Puukohola Heiau

Above Spencer Beach is the Puukohola Heiau, a historic temple built by King Kamahameha I in the 1790s.  It was constructed to fulfill a prophesy by wise men (Kahunas) to finally end the perpetual tribal wars in the islands.  Heiaus take on many shapes and forms, from simple stone markers and fishing shrines to massive platforms for rituals with human sacrifice.  

The larger heiaus were restricted for high priests and chiefs, so the public visits are prohibited except on special occasions. Today these places of worship are protected as a national treasure to preserve the Hawaiian heritage.
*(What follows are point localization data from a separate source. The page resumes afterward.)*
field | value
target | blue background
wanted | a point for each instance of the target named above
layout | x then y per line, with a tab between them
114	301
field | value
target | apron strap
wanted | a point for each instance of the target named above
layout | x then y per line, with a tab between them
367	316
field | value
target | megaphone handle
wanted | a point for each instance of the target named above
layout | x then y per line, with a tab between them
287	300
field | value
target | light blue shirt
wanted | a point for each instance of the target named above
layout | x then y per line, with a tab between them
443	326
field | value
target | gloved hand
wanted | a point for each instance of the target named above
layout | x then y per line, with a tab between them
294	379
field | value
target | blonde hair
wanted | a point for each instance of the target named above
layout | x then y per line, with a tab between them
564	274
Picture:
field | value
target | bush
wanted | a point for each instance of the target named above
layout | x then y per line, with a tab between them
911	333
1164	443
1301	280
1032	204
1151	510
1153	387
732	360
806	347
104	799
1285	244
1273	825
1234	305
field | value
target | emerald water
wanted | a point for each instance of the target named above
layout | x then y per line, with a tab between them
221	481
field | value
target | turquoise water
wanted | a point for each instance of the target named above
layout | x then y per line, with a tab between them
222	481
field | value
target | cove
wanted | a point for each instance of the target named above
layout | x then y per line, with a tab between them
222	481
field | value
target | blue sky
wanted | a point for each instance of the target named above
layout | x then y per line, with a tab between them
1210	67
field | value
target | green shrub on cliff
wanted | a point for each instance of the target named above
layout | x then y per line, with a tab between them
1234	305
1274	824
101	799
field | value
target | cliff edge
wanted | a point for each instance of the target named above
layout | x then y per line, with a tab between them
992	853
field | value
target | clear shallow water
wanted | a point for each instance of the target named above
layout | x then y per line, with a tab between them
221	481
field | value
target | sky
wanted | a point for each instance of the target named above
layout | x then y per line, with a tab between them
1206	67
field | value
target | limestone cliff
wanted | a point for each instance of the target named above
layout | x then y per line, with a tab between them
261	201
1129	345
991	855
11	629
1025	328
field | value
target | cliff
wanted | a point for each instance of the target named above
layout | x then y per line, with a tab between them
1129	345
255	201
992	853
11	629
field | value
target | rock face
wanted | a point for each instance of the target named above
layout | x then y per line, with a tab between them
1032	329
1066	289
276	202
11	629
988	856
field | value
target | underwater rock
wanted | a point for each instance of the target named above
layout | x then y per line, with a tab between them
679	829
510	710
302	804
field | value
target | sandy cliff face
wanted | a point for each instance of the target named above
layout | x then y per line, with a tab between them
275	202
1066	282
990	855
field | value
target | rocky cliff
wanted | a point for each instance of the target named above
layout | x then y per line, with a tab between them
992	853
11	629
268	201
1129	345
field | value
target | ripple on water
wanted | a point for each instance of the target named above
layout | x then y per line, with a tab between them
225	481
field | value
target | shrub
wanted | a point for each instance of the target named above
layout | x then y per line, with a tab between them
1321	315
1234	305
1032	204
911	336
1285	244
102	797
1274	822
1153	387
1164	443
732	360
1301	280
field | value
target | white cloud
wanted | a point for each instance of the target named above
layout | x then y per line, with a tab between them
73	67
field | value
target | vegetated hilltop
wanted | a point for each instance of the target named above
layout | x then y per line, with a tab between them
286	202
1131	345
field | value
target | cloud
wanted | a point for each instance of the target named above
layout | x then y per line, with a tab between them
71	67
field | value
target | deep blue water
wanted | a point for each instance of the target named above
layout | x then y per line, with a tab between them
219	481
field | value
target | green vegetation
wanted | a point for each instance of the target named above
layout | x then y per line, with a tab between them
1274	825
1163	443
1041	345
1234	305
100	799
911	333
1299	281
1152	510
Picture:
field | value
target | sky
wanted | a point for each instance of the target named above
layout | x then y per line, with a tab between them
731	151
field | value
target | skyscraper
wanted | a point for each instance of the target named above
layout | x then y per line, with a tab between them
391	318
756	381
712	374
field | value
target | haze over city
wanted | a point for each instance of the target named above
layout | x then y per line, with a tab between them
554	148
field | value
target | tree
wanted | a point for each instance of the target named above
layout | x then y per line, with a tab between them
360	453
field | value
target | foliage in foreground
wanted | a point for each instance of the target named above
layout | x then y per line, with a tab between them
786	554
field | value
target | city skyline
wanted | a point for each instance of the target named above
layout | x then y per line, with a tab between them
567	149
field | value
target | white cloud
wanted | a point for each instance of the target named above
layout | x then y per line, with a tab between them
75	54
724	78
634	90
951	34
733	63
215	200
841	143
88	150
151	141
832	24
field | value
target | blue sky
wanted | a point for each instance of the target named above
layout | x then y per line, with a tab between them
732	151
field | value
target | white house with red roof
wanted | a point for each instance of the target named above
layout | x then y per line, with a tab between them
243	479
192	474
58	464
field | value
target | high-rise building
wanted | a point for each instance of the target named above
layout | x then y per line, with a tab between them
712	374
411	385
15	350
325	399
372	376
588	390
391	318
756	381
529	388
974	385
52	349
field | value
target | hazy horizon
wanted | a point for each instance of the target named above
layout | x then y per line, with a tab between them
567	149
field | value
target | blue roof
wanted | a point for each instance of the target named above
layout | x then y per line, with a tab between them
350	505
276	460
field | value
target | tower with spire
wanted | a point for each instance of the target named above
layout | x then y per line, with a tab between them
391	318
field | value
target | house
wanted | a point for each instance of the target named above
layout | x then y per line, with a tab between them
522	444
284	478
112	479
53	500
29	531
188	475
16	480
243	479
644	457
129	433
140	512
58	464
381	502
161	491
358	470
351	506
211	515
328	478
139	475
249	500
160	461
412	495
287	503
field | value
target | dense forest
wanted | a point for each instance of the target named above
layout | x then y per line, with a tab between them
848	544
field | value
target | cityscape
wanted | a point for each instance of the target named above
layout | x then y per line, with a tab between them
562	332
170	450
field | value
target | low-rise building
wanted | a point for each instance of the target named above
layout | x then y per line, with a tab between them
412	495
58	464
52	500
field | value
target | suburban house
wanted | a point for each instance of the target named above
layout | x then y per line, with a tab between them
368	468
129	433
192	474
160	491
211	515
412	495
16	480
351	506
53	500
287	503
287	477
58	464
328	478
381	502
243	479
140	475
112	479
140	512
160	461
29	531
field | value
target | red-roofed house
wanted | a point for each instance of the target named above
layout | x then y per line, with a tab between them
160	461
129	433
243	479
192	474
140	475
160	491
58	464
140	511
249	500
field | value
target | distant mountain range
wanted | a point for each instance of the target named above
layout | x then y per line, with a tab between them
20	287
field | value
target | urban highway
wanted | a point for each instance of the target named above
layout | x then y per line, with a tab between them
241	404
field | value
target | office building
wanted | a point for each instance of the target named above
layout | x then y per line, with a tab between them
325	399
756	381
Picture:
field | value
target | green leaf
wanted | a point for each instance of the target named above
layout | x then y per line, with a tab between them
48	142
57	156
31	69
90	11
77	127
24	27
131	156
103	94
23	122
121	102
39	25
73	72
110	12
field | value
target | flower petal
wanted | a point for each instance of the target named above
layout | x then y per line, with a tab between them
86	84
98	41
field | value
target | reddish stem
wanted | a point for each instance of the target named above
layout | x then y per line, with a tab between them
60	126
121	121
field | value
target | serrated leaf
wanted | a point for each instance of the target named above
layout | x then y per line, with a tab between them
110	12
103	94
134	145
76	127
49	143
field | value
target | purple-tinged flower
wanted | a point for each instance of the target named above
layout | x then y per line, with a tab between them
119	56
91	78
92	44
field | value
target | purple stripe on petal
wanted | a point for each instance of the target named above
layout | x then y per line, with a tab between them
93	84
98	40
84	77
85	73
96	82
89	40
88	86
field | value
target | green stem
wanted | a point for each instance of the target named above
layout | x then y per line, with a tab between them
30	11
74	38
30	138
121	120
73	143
Petroglyphs (kii pohaku) are the rock carvings etched into lava stone centuries ago by native Hawaiians. Although the significance of petroglyphs are uncertain it's believed they're accounts of significant family and tribal events.  The carvings tend to show human figures, canoes, turtles, fish, game, and other plain figures.  They're found in many lava fields throughout the Island, especially where lava deposits are extensive and smooth.


The Puako Petroglyph Archaeological Preserve features a short trail marked with signs and interpretive information. The trail meanders through several smooth lava flows, and  along the route are collections of petroglyph carvings called "images in stone." They're  crude and roughly drawn, probably due to the primitive tools available - stone on stone.

Families were important and represented by the numerous figures of people, relatives, chiefs, dancers, and paddlers. Other glyphs show everyday life including turtles, dogs, birds, fish, tools, boats and mystical symbols. At the end of the trail was a large field with hundreds of carvings.